I noticed from here that $$\lim_{n\to\infty} \int_0^\infty \frac{1}{1+x^n}dx = 1$$
Moreover if in split the integral limits as $0\to 1$ and $1\to\infty$ the limit is so obvious that first term is $1$ and last term is $0$. I don't have much experience with Real Analysis. Can anyone show me why I can/cannot use this agrument?
$\newcommand{\+}{^{\dagger}} \newcommand{\angles}[1]{\left\langle\, #1 \,\right\rangle} \newcommand{\braces}[1]{\left\lbrace\, #1 \,\right\rbrace} \newcommand{\bracks}[1]{\left\lbrack\, #1 \,\right\rbrack} \newcommand{\ceil}[1]{\,\left\lceil\, #1 \,\right\rceil\,} \newcommand{\dd}{{\rm d}} \newcommand{\down}{\downarrow} \newcommand{\ds}[1]{\displaystyle{#1}} \newcommand{\expo}[1]{\,{\rm e}^{#1}\,} \newcommand{\fermi}{\,{\rm f}} \newcommand{\floor}[1]{\,\left\lfloor #1 \right\rfloor\,} \newcommand{\half}{{1 \over 2}} \newcommand{\ic}{{\rm i}} \newcommand{\iff}{\Longleftrightarrow} \newcommand{\imp}{\Longrightarrow} \newcommand{\isdiv}{\,\left.\right\vert\,} \newcommand{\ket}[1]{\left\vert #1\right\rangle} \newcommand{\ol}[1]{\overline{#1}} \newcommand{\pars}[1]{\left(\, #1 \,\right)} \newcommand{\partiald}[3][]{\frac{\partial^{#1} #2}{\partial #3^{#1}}} \newcommand{\pp}{{\cal P}} \newcommand{\root}[2][]{\,\sqrt[#1]{\vphantom{\large A}\,#2\,}\,} \newcommand{\sech}{\,{\rm sech}} \newcommand{\sgn}{\,{\rm sgn}} \newcommand{\totald}[3][]{\frac{{\rm d}^{#1} #2}{{\rm d} #3^{#1}}} \newcommand{\ul}[1]{\underline{#1}} \newcommand{\verts}[1]{\left\vert\, #1 \,\right\vert} \newcommand{\wt}[1]{\widetilde{#1}}$ With $\ds{t \equiv {1 \over 1 + x^{n}}\quad\imp\quad x = \pars{{1 \over t} - 1}^{1/n}}$:
\begin{align} &\color{#00f}{\large\lim_{n \to \infty}\int_{0}^{\infty}{1 \over 1 + x^{n}}\,\dd x} =\lim_{n \to \infty}\int_{1}^{0}t\,{1 \over n}\pars{{1 \over t} - 1}^{1/n - 1} \pars{-\,{1 \over t^{2}}}\,\dd t \\[3mm]&= \lim_{n \to \infty}\bracks{% {1 \over n}\int_{0}^{1}t^{-1/n}\pars{1 - t}^{1/n - 1}\,\dd t} =\lim_{n \to \infty}\bracks{% {1 \over n}\,{\Gamma\pars{1 - 1/n}\Gamma\pars{1/n} \over \Gamma\pars{1}}} \\[3mm]&=\lim_{n \to \infty}\bracks{\pi/n \over\sin\pars{\pi/n}} =\color{#00f}{\LARGE 1} \end{align}
where we used well known properties of the Beta $\ds{{\rm B}\pars{x,y}}$ and Gamma $\ds{\Gamma\pars{z}}$ functions.
There is a theorem known as the Lebesgue Dominated Convergence Theorem that states: If there is exists a function $g(x)$ such that $|f_n(x)| \leq g(x)$ and $\int_0^\infty g(x) dx < \infty$, then $\lim_{n \to \infty} \int_0^\infty f_n(x) dx = \int_0^\infty \lim_{n \to \infty} f_n(x) dx$ provided the limit exists.

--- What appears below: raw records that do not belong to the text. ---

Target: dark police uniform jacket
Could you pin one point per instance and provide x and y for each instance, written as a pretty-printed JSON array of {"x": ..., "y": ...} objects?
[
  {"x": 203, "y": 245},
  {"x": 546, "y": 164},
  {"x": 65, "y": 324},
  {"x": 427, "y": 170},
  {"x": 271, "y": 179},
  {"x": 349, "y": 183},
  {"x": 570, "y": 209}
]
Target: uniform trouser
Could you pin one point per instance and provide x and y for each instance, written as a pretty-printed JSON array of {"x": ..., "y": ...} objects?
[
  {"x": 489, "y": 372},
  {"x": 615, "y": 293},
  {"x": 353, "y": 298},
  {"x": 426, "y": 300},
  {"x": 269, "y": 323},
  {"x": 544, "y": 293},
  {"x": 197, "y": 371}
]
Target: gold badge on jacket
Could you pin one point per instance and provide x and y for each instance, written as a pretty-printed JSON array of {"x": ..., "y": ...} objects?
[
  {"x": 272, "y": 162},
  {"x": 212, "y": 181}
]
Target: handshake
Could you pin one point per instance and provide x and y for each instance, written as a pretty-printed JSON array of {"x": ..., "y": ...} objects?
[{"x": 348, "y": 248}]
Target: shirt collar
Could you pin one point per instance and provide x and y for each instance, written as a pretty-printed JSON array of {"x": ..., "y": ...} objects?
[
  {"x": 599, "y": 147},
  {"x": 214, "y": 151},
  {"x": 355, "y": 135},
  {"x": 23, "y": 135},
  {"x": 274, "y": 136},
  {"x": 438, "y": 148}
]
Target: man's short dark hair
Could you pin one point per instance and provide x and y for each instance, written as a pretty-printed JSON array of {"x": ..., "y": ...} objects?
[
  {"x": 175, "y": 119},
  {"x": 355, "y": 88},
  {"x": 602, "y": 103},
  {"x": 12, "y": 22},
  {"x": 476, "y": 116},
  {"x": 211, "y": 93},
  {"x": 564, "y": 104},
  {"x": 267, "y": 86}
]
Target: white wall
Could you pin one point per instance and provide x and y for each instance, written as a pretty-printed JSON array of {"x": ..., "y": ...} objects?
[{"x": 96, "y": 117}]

Can you find such a $g(x)$ so that you can apply this theorem? (Ignore $n =1$ and use $g(x)=1/(1+x^2)$ for $x \geq 1$ and $g(x) = 1 otherwise).
Alternatively, we can do the following. Split the integral into three integrals, $I(n) = I_1(n) + I_2(n) + I_3(n)$, given by $$\int_0^\infty \frac{1}{1+x^n} dx = \int_0^{1-\epsilon} \frac{1}{1+x^n} dx + \int_{1-\epsilon}^{1+\epsilon}\frac{1}{1+x^n} dx + \int_{1+\epsilon}^\infty \frac{1}{1+x^n} dx.$$
For $I_1(n)$ we have $1 \geq 1/(1+x^n) \geq 1/(1+(1-\epsilon)^n)$, which gives uniform convergence and hence $I_1(n) = 1-\epsilon$ in the limit.
Similarly, for $I_3(n)$, $1/(1+x^n) \leq 1/(1+(1+\epsilon)^n)$ gives uniform convergence to $0$ and $I_3(n) = 0$ in the limit.
Finally, we can show $|I_2(n)| \leq \int_{1-\epsilon}^{1+\epsilon} 1 dx = 2\epsilon$. Putting this all together, we have $$\limsup_{n \to \infty} (I(n)-1) \leq \epsilon + 2\epsilon + 0.$$ Let $\epsilon \to 0$ and we see that the limit exists and is zero, hence the original limit is 1.
Why do we need to split it up into three intervals? The reason is so that we can get uniform convergence on two of them. Splitting into $(0,1)$ and $[1, \infty)$ does not give uniform convergence because $f_n(1)=1/2$ for all $n$. But if we leave a little wiggle room of order $\epsilon$, then we have uniform convergence. It then turns out that taking $\epsilon \to 0$ smooths everything out. Pay attention since this is a common trick.